Biz bu kadarını yaşadık hayatta kalanlar olarak.O çöküş anını düşünemiyorum, düşünmek istemiyorum; yüreğim yanıyor, kalbim acıyor.04.17’ye kadar her şeyimiz varmış,çok mutluymuşuz, çok rahatmışız.Aşağıya koşa koşa inen insanlar, yerler kar buz.Feryatlar figanlar toz bulutları.Kimse kimseyi tanımıyor.Arabamın önünü kesenler yardım et diye çığlık atanlar.Otobüs durağında ayağı çıplak kucağında yeni doğmuş bebeğiyle arabası olmayan çaresiz bekleyen insanlar.Yerler kar buz mahşeri kalabalık, sağa sola koşuşturan insanlar.Çaresizliğin dibi, hava daha aydınlanmadı.Korkudan soğuktan ve çaresizlikten tir tir titriyoruz.Enkazdan bedeninin yarısı olmayan insanlar çıkıyor.Hastanede kolu bacağı kesilen bağıran insanlar.Sahipsiz cenazeler.Çaresizlik içinde tonluk betonlara küçük balyozlarla vuruşlarımız.Cenazesi çıkanlar bayram ediyor, hadi gözünüz aydın, sanki düğün var da darısı sizinkine diyenler. tüylerim diken diken oluyor.

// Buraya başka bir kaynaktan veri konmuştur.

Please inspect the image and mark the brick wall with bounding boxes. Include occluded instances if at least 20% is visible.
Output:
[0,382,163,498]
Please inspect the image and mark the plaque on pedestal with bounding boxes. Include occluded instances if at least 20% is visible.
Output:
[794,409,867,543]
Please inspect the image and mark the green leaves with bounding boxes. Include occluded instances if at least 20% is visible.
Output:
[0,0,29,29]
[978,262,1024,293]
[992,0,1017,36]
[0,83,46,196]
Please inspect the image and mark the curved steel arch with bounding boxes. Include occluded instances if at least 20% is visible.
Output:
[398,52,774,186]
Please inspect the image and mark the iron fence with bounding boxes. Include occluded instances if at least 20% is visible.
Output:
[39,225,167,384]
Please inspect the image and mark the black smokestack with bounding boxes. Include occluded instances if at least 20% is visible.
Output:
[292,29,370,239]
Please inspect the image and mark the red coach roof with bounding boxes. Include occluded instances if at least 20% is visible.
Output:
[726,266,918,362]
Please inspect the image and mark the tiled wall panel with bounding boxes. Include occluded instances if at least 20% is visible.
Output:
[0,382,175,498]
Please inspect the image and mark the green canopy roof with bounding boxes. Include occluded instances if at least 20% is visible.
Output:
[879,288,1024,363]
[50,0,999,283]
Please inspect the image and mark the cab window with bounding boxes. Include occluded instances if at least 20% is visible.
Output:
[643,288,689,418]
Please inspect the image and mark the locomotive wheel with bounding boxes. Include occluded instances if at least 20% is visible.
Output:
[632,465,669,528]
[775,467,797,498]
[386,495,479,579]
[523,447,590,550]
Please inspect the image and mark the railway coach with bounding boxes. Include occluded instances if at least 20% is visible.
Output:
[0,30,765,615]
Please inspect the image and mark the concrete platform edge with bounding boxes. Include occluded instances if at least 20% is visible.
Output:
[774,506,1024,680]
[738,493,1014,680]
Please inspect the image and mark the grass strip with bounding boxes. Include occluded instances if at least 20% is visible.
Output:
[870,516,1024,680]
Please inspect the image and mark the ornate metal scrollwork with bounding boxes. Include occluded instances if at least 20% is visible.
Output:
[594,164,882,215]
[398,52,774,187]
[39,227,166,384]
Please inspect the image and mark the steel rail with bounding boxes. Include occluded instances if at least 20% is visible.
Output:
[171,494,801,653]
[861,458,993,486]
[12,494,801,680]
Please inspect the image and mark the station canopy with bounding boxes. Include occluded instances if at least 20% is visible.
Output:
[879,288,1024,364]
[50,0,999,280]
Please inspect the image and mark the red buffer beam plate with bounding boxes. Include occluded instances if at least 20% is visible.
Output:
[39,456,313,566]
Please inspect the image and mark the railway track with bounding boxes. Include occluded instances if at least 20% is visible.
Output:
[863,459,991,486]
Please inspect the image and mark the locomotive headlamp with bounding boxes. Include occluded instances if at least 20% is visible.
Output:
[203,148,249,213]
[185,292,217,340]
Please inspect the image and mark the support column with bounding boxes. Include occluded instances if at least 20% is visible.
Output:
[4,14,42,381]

Şu an bile bu sıcakta bu temmuz gününde vücudum buz gibi kaskatı kesiliyor.Mezarlığa gelen teyzenin Allah rızası için yardım edin kocamı defnedecek kimse yok mu yardım edin deyişleri.Kapıçam mezarlığında binlerce cenaze yerde yatıyor.Sahipsiz cenazelerin biri gelip biri gidiyor.Kokular arşa yükselmiş.Böyle çaresiz,böyle zor, böyle kötü bir günü hayatımın hiç bir anında yaşamadım,görmedim, bir daha da görmek istemiyorum.Sesimi duyan var mı diye bağırışlarımız, cevap alamayışlarımız, çaresizce çöküp hüngür hüngür ağlayışlarımız…Allahım keşke rüya olsun diye her gün uyandığımız da yerle bir oluşumuz.Anlayamazsınız, anlatamazsınız, anlayamayacaksınız bizi!!!

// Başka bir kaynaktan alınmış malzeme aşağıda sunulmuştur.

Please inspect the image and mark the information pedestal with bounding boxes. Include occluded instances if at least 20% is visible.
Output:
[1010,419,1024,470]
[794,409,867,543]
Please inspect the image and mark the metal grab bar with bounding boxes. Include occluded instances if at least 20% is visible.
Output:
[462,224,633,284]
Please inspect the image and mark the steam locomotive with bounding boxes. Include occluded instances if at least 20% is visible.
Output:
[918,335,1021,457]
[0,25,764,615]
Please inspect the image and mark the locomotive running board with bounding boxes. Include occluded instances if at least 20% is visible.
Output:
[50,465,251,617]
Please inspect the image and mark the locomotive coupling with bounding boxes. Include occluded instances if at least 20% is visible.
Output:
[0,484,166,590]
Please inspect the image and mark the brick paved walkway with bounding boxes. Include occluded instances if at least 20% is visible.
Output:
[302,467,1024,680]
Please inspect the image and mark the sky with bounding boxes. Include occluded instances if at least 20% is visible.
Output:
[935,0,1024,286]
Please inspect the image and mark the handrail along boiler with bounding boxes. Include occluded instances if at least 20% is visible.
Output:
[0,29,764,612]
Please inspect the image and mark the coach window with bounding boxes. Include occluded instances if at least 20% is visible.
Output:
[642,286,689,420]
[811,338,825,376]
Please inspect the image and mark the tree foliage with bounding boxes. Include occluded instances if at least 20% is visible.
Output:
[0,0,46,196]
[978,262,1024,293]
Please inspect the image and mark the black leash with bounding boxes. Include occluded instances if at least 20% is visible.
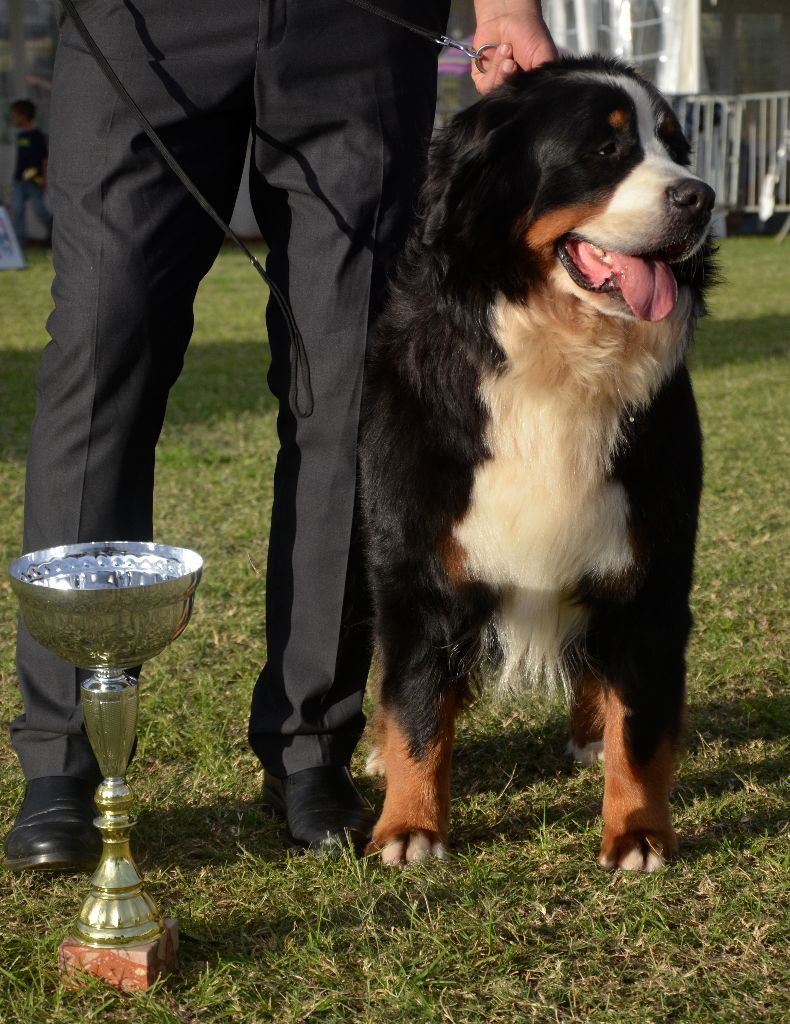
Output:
[345,0,497,75]
[63,0,314,417]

Akşam uyumadan  iyi geceler diyen insanların son vedaları.Arabasına son kez binen insanların bir daha arabalarına binemeyişleri.Hangisini anlatayım.Ölmeden uyanan insanların hayatındaki en perişan günleri…Odun yok, ocak yok,ekmek yok elektrik yok,su yok, tuvalet yok hiç geçmiyor zaman.Allahım bir daha yaşatma.Ya Rabbi aklımıza  mukayyet ol.Gidenler canından; kalanlar aklından oldu.Maraş’tan bir haber geldi,bu sefer herkes öldü.

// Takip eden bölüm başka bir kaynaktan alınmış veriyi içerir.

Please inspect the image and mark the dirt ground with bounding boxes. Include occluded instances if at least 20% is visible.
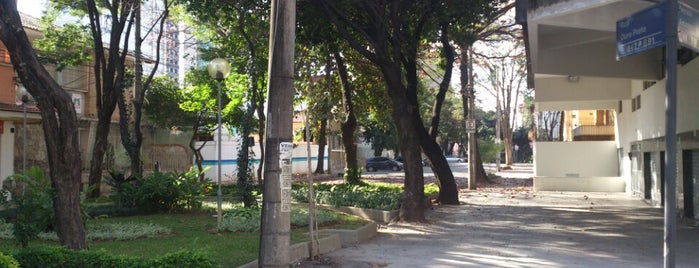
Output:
[297,166,699,268]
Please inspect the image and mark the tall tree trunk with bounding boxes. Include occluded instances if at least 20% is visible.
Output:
[86,0,134,197]
[389,92,426,222]
[0,1,87,250]
[189,132,206,182]
[502,116,513,166]
[416,24,459,205]
[473,139,493,183]
[236,4,266,184]
[313,118,328,174]
[459,43,490,186]
[326,51,361,183]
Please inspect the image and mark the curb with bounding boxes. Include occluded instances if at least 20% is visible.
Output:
[238,222,379,268]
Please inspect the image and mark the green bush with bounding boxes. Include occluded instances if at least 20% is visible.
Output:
[105,170,211,212]
[14,246,214,268]
[2,167,55,247]
[0,252,19,268]
[218,206,340,232]
[343,167,362,184]
[478,139,505,163]
[291,183,403,210]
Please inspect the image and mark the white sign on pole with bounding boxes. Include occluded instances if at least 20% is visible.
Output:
[279,142,294,212]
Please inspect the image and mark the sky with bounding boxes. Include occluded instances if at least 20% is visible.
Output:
[17,0,46,18]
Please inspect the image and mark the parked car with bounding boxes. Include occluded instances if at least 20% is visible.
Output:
[445,155,466,163]
[364,157,403,172]
[422,155,468,167]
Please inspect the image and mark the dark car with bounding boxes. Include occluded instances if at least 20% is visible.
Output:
[364,157,403,172]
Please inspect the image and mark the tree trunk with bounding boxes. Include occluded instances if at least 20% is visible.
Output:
[336,52,361,183]
[0,1,87,250]
[422,24,459,205]
[189,137,206,182]
[87,118,112,198]
[392,94,426,222]
[418,129,459,205]
[501,116,513,166]
[459,43,490,186]
[313,119,328,174]
[381,60,426,222]
[473,139,493,183]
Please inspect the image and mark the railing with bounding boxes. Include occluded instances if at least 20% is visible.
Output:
[526,0,570,10]
[573,125,614,140]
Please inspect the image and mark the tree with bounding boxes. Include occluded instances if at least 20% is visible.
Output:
[480,40,526,166]
[143,77,208,181]
[144,69,247,180]
[117,0,170,176]
[447,0,514,187]
[176,0,270,182]
[312,0,458,222]
[0,1,87,250]
[85,0,134,197]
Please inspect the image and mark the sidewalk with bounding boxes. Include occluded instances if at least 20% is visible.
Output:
[299,164,699,267]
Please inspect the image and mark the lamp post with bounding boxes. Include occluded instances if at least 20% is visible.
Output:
[22,94,29,172]
[207,58,231,225]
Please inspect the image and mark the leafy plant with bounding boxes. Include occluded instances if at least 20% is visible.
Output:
[14,246,214,268]
[3,167,55,247]
[106,170,212,212]
[291,183,403,210]
[342,167,362,184]
[0,252,19,268]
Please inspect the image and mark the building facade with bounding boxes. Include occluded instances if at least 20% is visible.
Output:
[0,14,192,187]
[517,0,699,219]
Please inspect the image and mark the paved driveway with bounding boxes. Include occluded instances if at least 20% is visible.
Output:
[302,164,699,267]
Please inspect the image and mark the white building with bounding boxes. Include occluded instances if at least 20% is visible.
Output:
[517,0,699,219]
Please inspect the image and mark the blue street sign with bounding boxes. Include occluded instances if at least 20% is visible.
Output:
[677,2,699,52]
[616,2,666,60]
[616,2,699,60]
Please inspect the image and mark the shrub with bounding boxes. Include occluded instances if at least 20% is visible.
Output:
[0,252,19,268]
[105,170,211,212]
[3,167,54,247]
[14,246,214,268]
[0,221,172,243]
[218,206,340,232]
[343,167,362,184]
[292,183,403,210]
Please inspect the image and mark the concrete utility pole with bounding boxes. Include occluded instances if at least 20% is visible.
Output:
[258,0,296,267]
[466,47,477,190]
[663,0,679,268]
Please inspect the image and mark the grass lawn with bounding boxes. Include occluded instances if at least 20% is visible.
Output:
[0,205,366,267]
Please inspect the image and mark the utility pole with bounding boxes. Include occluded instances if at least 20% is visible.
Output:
[466,46,477,190]
[258,0,296,267]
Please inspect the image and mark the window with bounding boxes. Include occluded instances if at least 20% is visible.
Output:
[617,101,624,113]
[0,45,12,63]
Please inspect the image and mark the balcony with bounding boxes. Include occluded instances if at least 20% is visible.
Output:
[573,125,614,141]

Sıfır altı sıfır iki ikibin yirmiüç sildim bu tarihi kafamdan.Delirmek üzereyim.Çıldıranlar, kafayı yiyenler,yolun ortasından anlamsızca yürüyenler, yeter artık yazmak istemiyorum ağlamaktan.Çok zaman oldu yazmayalı yazmaya da çizmeye de gülmeye de küstüm ben.Bugün doğum günümdü bugün öldüm ben.Amcam yok,teyzem yok,Muhammed yok,yengem yok,Mina yok,Salih yok.Bir çok selam verdiğim arkadaşlarımız akrabalarımız dostlarımız yok artık.Mahallenin kedileri köpekleri bile öldü.Urfalı Mateos 1114 yıllarında yazmış Maraş’ın  yerle bir olduğunu.Şimdi de ben yazıyorum.İnşallah  bizim torunlarımız da ne okur böyle bir acıyı, ne yazar, ne de görür.Benden bu kadar bu yazı burda  bitsin.Ben-sen-o çıldırmadan.